I first encountered Helmut and his work during a festival in Bielsko-Biala in Poland at which we were both invited to display our work.
However before I could get to know his work I got to know him as a person. I immediately felt something very special – an inexplicable sense of connection. From the very beginning our ways of thinking and acting were in harmony – almost as if we had known each other since childhood. And then, as I sat through Helmut’s lecture and discovered his work, I understood why I felt this way.

It is easy for me to speak about his work for it is as if I were speaking about my own.
But it is not just the way we think or see things that unite us but above all the way in which we experience photography. This common experience is both rare and precious in an age in which each artist seeks to express his thoughts and feelings in as individual manner as possible – as a result of which groups of artists or similarities of artistic expression are rare. In viewing Helmut’s work and hearing his words I was able to understand so many of my own artistic gestures and decisions.

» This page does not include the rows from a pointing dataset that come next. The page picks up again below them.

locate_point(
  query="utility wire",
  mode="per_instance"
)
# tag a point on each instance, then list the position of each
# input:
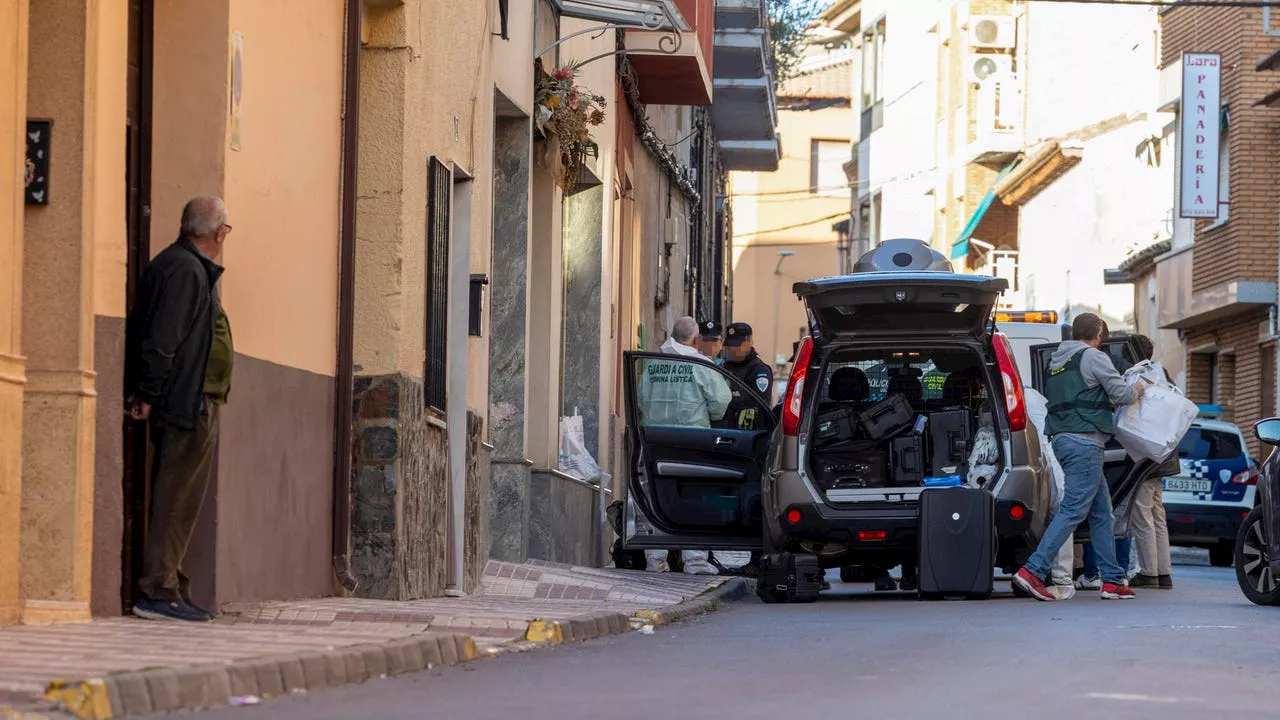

We are photographers in the truest sense of the word, but we use neither camera nor film. We use computers, the internet and found images which already exist and which we tear from their original context in order to be able to combine them in a new way.
For us the subject in front of the camera is not the only real photographic element. This is just an object which one uses – like an ingredient in a complex recipe in which there is no single “important” constituent part, because it is precisely this mixture of different elements which leads to the quality of the final composition.

We are photographers.
In a time in which everything is fictional and artificial, many people feel pressured to seek out truth and reality. Many see the photograph as a representation of reality as a result of which they are uncomfortable looking at our photographic work. A photograph has the quality of scientific proof – but one which in reality is immediately stripped of all meaning. To me the real world is not two-dimensional and does not exist on paper and is certainly not black and white.
Over the years, the instruments of photography have greatly changed – from the daguerreotype to the film negative, then colour and then the digital age. There have been many steps but the substance itself has never really changed.

And yet the artist Helmut Grill operates on the level of deception in that he tricks the viewer into believing that he is seeing a reproduction of reality.
This reflects the fact that the only thing which a viewer expects to see in a photograph is the object which the photographer captured with his lens.
But there is nothing as deceptive as this. And it is precisely this deception, this false certainty, with which the artist can play.

Helmut is free.
He is free from those who claim that his photographs are not proper photographs. Free from those who believe that true photography is precisely that photography that is produced for and from a subject.
Helmut tells us his own stories, he uses his own subjects, he creates scenes which represent no reality but yet which appear real to us and are, for precisely this reason, misleading. He creates paradoxes which baffle the viewer because they appear so unbelievably real.
And in this way he forces us to question and to try and understand if what we are seeing can really be true. We let out a sigh of relief when we recognise that these images are not real even when we ask ourselves at the same time what is going on in the mind of the artist in order to allow him to create such ironic, cynical and provocative visions. Many will suspect that each image contains social criticism or a comment on consumerism. However, the more one looks at his work, the more one comes to appreciate the obvious paradoxes and the pleasure and enjoyment with which he plays with the viewer. One comes to understand that he enjoys tearing elements out of their context: Elements which we usually use as safe markers as we navigate our way through the world.

Helmut’s photographic work pulls no punches as he uses it to tell us about his world. A world which is often full of levity and irony and with images packed with refinement and intensity – just like Helmut Grill – the man and artist – himself.